Vom Taxibüro zur Poker-Meisterin: Das ungewöhnliche Leben der Dr. Angela Rogan
Luisa HartmannVom Taxibüro zur Poker-Meisterin: Das ungewöhnliche Leben der Dr. Angela Rogan
Von der Taxizentrale zur Poker-Meisterin: Die außergewöhnliche Karriere der Dr. Angela Rogan
Mit nur elf Jahren hielt Dr. Angela Rogan erstmals ein Kartenspiel in der Hand – in einer Pokerrunde in einer Belfaster Taxizentrale. Jahrzehnte später vereint sie Mutterschaft, akademische Laufbahn und eine Rückkehr an die Pokertische, wo sie mittlerweile über 10.000 Pfund an Turniergewinnen verbuchen kann. Ihre Geschichte reicht von frühen Kämpfen an männlich dominierten Tischen über eine Karriere in der Hochschullehre bis hin dazu, ihrem Teenager-Sohn das Spiel beizubringen – das er bereits mit 3.500 Pfund Preisgeld gemeistert hat.

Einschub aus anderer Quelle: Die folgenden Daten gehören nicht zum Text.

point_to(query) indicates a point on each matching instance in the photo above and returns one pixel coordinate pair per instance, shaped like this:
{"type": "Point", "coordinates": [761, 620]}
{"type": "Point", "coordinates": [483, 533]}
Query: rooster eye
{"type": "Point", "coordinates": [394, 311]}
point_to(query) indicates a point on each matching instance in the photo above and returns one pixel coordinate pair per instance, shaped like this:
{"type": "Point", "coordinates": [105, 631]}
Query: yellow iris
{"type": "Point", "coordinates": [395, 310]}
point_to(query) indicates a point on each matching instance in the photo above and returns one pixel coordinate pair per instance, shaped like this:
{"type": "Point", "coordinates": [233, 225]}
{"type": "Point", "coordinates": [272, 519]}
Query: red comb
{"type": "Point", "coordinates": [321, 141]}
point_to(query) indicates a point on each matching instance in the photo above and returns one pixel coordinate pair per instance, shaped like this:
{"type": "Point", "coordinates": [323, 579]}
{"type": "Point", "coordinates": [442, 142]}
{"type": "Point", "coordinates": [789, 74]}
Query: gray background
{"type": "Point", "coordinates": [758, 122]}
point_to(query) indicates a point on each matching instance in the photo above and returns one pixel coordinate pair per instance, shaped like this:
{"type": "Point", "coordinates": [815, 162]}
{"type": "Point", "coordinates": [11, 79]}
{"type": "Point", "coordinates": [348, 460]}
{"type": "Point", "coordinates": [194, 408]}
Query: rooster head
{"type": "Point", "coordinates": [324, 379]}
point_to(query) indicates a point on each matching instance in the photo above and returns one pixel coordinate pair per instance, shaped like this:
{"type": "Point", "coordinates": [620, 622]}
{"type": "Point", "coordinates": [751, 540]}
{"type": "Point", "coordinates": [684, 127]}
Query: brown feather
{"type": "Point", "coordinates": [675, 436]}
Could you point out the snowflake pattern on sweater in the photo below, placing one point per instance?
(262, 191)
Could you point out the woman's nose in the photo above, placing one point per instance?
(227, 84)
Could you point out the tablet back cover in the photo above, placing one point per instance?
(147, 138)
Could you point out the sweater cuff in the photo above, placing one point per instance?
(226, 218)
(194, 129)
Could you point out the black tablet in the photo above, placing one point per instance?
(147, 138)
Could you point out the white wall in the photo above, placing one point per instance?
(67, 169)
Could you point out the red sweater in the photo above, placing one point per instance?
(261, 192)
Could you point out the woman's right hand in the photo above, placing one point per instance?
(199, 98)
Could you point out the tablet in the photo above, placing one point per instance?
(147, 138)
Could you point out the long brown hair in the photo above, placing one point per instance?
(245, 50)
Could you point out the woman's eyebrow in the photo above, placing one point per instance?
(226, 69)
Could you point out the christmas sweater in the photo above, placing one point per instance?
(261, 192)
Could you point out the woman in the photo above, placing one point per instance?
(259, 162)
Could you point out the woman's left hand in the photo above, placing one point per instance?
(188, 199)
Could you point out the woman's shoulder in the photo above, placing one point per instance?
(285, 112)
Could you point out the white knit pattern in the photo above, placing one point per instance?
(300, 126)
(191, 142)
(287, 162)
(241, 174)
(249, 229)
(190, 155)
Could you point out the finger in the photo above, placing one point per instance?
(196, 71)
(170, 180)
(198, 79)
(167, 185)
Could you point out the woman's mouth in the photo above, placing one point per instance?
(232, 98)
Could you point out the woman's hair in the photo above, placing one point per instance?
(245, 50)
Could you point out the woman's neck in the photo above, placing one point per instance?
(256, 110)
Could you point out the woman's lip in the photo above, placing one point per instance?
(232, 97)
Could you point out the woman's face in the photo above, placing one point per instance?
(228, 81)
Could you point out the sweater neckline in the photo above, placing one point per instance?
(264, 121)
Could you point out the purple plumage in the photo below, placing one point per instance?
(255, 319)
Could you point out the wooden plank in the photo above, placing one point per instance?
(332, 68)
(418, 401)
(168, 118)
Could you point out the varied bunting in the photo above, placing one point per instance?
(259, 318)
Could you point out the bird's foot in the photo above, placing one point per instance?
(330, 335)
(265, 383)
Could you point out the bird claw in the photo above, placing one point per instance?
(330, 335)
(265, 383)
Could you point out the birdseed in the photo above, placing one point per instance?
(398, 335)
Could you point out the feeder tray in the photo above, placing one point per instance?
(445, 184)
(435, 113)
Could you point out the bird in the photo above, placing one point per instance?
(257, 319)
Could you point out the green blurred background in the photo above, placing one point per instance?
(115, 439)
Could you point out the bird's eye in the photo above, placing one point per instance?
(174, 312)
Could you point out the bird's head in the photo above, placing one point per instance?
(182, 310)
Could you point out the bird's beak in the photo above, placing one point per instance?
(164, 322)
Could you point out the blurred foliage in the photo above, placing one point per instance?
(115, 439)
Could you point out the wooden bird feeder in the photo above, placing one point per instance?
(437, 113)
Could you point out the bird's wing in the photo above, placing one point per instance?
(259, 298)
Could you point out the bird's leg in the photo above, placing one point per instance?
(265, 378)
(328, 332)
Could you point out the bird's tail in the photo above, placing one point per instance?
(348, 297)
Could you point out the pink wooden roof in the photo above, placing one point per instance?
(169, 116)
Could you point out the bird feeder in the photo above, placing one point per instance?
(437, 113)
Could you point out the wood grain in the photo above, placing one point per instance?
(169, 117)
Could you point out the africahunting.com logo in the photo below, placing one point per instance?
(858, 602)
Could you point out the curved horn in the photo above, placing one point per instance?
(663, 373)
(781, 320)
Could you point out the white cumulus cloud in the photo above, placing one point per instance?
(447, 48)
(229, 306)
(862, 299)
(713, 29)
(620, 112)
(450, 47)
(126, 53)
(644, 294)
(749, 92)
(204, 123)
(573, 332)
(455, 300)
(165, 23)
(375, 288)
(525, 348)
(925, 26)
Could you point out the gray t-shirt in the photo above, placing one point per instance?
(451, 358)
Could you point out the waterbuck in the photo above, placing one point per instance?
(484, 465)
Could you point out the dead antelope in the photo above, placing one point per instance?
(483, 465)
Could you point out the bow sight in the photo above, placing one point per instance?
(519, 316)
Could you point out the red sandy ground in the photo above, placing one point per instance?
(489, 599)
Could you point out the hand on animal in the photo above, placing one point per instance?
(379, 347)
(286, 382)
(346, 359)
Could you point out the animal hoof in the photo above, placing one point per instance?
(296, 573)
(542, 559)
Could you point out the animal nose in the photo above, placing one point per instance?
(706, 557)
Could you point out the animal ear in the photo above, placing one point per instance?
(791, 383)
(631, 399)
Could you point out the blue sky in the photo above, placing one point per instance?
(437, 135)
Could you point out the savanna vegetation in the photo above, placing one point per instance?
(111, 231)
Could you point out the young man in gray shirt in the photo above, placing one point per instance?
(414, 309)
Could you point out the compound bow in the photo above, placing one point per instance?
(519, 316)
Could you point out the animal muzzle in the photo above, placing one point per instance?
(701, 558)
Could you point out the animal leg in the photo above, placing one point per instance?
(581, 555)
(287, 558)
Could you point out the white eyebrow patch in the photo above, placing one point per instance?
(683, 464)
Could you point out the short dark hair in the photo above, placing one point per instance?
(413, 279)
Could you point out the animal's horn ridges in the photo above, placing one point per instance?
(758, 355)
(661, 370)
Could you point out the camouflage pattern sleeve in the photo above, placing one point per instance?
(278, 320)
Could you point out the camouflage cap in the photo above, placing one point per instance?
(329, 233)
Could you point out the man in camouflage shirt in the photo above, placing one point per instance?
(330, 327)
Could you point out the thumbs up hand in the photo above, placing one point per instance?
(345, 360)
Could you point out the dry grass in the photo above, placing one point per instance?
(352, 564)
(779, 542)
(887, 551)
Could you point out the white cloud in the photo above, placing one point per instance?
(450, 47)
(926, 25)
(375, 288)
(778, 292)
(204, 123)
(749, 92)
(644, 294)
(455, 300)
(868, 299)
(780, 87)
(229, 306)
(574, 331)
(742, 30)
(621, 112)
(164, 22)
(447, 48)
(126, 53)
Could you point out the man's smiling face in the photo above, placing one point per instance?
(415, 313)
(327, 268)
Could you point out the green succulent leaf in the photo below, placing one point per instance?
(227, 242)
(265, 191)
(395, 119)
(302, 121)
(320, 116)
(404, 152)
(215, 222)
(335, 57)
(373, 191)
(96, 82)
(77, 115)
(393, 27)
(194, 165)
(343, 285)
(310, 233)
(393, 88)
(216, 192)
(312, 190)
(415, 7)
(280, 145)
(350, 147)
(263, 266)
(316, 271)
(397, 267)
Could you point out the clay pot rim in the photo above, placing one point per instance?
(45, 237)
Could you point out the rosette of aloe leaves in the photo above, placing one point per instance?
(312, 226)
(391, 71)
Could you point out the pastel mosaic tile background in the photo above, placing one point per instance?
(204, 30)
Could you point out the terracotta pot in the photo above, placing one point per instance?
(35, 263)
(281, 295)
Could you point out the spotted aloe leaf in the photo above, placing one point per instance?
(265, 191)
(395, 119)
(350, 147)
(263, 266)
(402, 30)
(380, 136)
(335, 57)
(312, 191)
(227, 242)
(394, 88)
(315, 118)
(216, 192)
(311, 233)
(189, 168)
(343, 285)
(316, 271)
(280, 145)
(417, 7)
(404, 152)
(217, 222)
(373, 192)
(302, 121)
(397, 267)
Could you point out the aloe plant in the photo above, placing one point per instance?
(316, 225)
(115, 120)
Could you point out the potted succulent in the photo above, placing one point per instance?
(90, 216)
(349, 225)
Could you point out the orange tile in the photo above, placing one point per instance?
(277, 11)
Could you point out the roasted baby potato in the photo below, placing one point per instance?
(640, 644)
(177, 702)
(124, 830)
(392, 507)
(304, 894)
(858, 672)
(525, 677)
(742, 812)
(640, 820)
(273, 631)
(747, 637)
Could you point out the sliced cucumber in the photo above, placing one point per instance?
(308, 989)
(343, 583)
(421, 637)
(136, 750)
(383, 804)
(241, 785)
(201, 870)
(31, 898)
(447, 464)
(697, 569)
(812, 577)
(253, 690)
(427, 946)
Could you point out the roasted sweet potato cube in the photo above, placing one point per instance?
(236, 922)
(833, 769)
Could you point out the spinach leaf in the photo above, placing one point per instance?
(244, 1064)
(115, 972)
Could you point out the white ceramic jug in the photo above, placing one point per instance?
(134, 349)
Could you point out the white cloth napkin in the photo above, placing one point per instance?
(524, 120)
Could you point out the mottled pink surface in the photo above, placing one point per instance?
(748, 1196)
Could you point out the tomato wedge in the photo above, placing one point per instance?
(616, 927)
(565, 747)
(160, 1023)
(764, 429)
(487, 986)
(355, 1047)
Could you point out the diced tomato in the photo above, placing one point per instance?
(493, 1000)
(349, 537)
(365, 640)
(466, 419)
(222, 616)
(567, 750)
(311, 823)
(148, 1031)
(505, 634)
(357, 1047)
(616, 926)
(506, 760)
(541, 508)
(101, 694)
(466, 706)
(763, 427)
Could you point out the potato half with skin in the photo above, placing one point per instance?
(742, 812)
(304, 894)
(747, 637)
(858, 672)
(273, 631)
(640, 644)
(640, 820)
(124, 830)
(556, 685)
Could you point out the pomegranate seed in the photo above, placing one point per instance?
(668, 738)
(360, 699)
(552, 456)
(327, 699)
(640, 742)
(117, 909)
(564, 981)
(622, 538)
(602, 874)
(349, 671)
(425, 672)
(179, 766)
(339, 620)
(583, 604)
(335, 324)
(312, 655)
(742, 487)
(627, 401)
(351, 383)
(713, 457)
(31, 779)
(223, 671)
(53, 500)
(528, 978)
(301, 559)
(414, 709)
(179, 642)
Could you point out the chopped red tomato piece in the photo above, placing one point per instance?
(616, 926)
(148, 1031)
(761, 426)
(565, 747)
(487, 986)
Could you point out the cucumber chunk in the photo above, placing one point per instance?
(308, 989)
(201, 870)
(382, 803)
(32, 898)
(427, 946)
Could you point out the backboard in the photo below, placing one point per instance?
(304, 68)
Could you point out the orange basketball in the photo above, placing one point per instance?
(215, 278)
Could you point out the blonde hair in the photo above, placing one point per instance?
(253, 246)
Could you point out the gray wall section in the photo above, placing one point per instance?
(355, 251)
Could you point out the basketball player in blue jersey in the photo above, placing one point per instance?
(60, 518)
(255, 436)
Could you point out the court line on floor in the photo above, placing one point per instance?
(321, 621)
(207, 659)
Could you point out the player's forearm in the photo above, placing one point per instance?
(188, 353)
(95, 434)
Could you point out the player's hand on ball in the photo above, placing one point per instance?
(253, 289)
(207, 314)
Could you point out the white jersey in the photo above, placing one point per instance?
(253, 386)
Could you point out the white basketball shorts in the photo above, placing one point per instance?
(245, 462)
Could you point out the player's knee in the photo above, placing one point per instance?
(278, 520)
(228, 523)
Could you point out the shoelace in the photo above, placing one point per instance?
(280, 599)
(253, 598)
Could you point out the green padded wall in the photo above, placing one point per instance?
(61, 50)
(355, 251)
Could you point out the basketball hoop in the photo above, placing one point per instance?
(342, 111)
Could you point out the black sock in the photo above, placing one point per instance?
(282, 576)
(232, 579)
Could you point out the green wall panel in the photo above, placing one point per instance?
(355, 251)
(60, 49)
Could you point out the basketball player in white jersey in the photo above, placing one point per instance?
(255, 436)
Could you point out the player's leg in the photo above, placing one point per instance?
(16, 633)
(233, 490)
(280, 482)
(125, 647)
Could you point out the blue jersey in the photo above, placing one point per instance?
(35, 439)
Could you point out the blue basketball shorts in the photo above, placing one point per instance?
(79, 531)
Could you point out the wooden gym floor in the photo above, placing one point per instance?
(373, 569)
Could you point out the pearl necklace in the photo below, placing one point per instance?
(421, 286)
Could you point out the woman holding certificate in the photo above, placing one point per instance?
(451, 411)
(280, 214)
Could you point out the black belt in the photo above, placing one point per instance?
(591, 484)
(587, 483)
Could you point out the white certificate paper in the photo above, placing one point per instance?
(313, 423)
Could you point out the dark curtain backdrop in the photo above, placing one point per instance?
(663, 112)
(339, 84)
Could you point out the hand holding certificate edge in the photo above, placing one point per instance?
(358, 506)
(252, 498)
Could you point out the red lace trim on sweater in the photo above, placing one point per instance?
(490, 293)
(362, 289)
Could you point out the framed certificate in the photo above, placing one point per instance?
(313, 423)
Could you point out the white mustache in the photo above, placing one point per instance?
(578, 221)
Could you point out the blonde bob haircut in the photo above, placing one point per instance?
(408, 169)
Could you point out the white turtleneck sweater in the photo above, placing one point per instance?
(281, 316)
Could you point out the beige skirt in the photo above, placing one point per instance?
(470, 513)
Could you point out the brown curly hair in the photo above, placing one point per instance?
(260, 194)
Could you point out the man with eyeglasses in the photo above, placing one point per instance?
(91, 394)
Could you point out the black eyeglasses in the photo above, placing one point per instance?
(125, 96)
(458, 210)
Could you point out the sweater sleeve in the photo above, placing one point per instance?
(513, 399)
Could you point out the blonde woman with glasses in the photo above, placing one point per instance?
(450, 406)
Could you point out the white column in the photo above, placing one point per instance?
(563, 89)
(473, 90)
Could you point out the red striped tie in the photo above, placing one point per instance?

Rogans Poker-Laufbahn begann in einem ungewöhnlichen Umfeld: einer Belfaster Taxizentrale, in der sie ihre Jugendjahre verbrachte. Mit nicht mehr als einer Tüte voller 10-Pence- und 20-Pence-Münzen verfeinerte sie ihr Können in Partien, die oft stundenlang dauerten. Als der Poker-Boom einsetzte, war sie längst daran gewöhnt, die einzige Frau am Tisch zu sein – eine Position, die sie häufig mit Sexismus und Herabwürdigung durch männliche Spieler konfrontierte.
Nach einer Pause, in der sie vier Kinder unter fünf Jahren großzog, widmete sich Rogan der Bildung. Sie erwarb einen Bachelor-, einen Masterabschluss und schließlich eine Promotion – alles parallel zum Familienleben. Heute unterrichtet sie an der Queen’s University Belfast Kriminologie, Soziologie, Medizinrecht und statistische Datenanalyse.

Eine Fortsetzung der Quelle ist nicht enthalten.